|Title||Waveform-based Bayesian full moment tensor inversion and uncertainty quantification of the induced seismicity using a surface network in an oil/gas field in Oman|
|Publication Type||Conference Paper|
|Year of Publication||2016|
|Authors||Gu, C, Marzouk, Y, Toksoz, MN|
|Conference Name||SEG Technical Program Expanded Abstracts 2016|
|Publisher||Society of Exploration Geophysicists|
|Conference Location||Dallas, Texas|
Small earthquakes occur due to natural tectonic motions and are induced by oil/gas production processes. In many oil/gas fields and hydrofrackings there are induced earthquakes due to fluid extraction or injection. The location and source mechanisms of these earthquakes provide valuable information about the reservoirs.
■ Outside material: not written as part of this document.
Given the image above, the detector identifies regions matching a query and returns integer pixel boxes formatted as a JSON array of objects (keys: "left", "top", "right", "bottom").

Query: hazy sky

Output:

The analysis of induced seismic events always assumed a double-couple (DC) source mechanism. However, recent studies have shown a non-negligible percentage of a non-double-couple (non-DC) component of source moment tensor in hydraulic fracturing events assuming a full moment tensor source mechanism (Rutledge et al. 2003, Šílený et al., 2009; Warpinski and Du, 2010; Song and Toksöz, 2011). The rare uncertainty quantification of the moment tensor solution makes it hard to determine the reliability of these source models. In our study, we developed a waveform-based Bayesian full moment tensor inversion method to do the source relocation, full moment tensor inversion and uncertainty quantification for the induced seismic events. We conducted synthetic tests to validate the method before the application to the real data. Then we apply this new developed Bayesian inversion approach to real induced seismicity data in an oil/gas field in Oman.